We’re home now and Hubby is doing ok, although he’s not very comfortable and he’s quite doped up. We spent about 12 hours in the ER getting cat-scans and trying to get the pain under control. The stone he’s currently trying to pass is 8 mm, which is abominally hugenormous, and will not likely pass on its own. Her (the stone’s) name is Big Bertha. We see a urologist tomorrow for birthing treatment options, the most likely of which I call the “Star Wars option,” where they get in there and blow up the stone with a laser gun. And bye-bye, Bertha.
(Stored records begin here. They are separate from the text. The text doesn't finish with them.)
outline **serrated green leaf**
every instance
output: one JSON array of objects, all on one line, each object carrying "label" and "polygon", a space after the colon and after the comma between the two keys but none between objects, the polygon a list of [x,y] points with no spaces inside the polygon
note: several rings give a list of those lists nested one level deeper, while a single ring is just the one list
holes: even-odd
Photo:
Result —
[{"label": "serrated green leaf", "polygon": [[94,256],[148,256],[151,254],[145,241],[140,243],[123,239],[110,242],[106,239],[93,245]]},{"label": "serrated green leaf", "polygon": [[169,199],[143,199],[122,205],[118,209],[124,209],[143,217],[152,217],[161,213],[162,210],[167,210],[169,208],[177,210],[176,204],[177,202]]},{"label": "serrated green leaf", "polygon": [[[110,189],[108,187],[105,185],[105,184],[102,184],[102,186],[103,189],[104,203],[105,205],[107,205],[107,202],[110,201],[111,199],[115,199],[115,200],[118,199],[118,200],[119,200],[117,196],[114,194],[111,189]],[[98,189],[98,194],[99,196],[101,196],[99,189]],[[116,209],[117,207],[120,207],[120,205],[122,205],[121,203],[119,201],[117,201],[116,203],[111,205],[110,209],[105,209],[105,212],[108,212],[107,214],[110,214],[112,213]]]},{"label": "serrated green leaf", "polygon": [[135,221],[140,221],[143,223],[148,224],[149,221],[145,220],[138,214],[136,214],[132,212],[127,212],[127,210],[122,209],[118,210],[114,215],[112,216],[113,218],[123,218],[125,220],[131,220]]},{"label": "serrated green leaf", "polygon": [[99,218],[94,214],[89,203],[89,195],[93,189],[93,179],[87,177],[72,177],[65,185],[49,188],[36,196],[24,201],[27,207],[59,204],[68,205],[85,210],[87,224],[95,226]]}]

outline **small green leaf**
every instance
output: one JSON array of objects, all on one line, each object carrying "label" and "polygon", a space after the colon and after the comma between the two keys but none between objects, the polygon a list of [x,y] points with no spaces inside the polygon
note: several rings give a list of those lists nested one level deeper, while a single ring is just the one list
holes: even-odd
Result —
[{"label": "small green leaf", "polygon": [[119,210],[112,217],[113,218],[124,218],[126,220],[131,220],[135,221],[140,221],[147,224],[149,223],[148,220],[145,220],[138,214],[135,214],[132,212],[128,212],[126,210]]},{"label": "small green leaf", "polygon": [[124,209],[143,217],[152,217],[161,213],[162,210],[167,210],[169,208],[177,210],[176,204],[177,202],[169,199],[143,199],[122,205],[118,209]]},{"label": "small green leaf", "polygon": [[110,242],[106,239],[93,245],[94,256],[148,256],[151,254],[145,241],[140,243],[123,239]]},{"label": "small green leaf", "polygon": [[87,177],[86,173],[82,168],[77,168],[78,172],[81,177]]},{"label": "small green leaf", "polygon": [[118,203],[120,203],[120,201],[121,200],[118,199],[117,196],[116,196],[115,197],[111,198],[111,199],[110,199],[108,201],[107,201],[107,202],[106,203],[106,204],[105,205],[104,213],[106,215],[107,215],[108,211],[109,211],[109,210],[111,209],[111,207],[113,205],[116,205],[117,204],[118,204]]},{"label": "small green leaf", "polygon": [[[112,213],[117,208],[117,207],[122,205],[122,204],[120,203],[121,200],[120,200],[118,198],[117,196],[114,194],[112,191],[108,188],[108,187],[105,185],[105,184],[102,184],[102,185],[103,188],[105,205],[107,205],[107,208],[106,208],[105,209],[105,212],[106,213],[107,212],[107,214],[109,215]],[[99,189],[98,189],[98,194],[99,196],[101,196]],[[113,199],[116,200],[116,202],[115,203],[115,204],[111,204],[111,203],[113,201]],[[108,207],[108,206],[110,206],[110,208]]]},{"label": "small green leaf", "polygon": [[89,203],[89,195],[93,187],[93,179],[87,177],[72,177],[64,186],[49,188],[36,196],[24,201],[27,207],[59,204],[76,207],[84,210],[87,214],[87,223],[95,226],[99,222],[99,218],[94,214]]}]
And as a final note, which leaves me with both heartbreak and hope, I’ll let you in on a bitter-sweet secret wish Javan told us he made while tossing a penny in a fountain this afternoon when he was with Grammy. He wished that he would never hurt us (Mom and Dad) again. Ouch. I mean, ooouuuccchh. But also, yay, it’s good that he’s wanting to do better and he’s thinking about that while he’s calm so that maybe he can make progress when he’s not. He is really a phenomenal kid, and he’s making fabulous progress, and I’m so very proud of him.